Slowing to a Crawl
- 09.26.2009 - 7:27 AMEveryone, that is everyone in the punditocracy, keeps insisting that some form of health-care reform just has to pass. Inevitable, they say. Too risky not to. But it sure doesn’t look that way based on this week’s developments. The Hill reports:
A key Senate panel wrapped up the first week of its consideration of a sweeping healthcare reform bill with major questions unanswered.
The Senate Finance Committee began marking up legislation authored by Chairman Max Baucus (D-Mont.) Tuesday but called it a week at midday Friday and will not resume until Tuesday.
“This was a good week. It was a productive week. And next week, our work will continue,” Baucus said in a statement. “We will continue to make this a better bill.” . . .
But what Baucus did not have Tuesday, and continues to lack, is a clear path to success.
“We have debated, we have questioned, we have prodded at times, and we have discussed — and discussed. Most important, we continue to move forward,” Baucus said.
In its current form, however, the bill does not address complaints about key issues, such as whether it would make health insurance affordable for lower- and middle-class people or whether it would adequately strengthen coverage in existing government programs like Medicare and Medicaid.
At some point, huge, complicated and highly controversial legislation lacking strong popular support simply collapses. That’s what happened to social security and immigration reform under George W. Bush, and one senses that we are now meandering in the legislative weeds once again without direction or momentum.
Remember what Baucus’s committee is up to: plowing through 500 amendments. Tevi Troy explains:
In addition to the fact that these kinds of hearings can be very boring, we have learned a variety of things about the Baucus plan and the process over the last few days:
First, the mandate really is a tax increase, despite the president’s protestations. The penalty for violating the mandate will be collected by IRS. In addition, the “fees” on manufacturers will be passed on to consumers, which is another form of tax.

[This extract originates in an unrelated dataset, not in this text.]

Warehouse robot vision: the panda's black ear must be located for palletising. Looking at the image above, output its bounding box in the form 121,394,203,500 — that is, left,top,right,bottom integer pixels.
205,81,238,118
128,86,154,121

Second, the effect of the bill will be to raise the price of insurance for healthy individuals, especially the young, who voted in heavy numbers for Obama. This will hurt low-income people as well by making it harder for them to purchase insurance.
Third, some of the amendments exposed some real weaknesses that the Democrats will have to work through . . . [and] all but one of the Democrats voted to strike the Bunning amendment, which would have required that the bill text be available online for 72 hours before the vote on it.
In addition, Democrats also rejected the Hatch amendment, which would have stopped implementing the bill’s provisions if 1 million Americans lost “the current coverage of their choice.” This is effectively an admission that Democrats believe many Americans will lose their health insurance as a result of the bill. If they didn’t fear the possibility, it would have been easy to vote for Hatch.
In the end, the Baucus bill, with or without those hundreds of amendments, may be irrelevant. As the Washington Post noted:
In a plodding week of partisan sniping, the bill that was supposed to be President Obama’s greatest hope for a grand bipartisan solution was instead described as little more than a decent rough draft, certain to be rewritten by others. The president’s own party remains sharply divided over fundamental questions such as whether to create a government-sponsored insurance option, whether employers should be required to contribute to the cost of health care, and who should bear the burden of expanding and improving the current system. And Republicans used the week of committee wrangling to sow doubts about possible tax increases and proposed Medicare reductions needed to pay for reform.
What we really learned this week is that unless Democrats are willing to ram through a huge revolutionary change in health care that a majority of Americans don’t support on a strict party-line vote with the help of controversial legislative tricks, the only hope of reform lies in breaking it up into discrete parts, focusing on some incremental reforms with bipartisan support and calling it a day. At some point, I suspect, that is where we will wind up.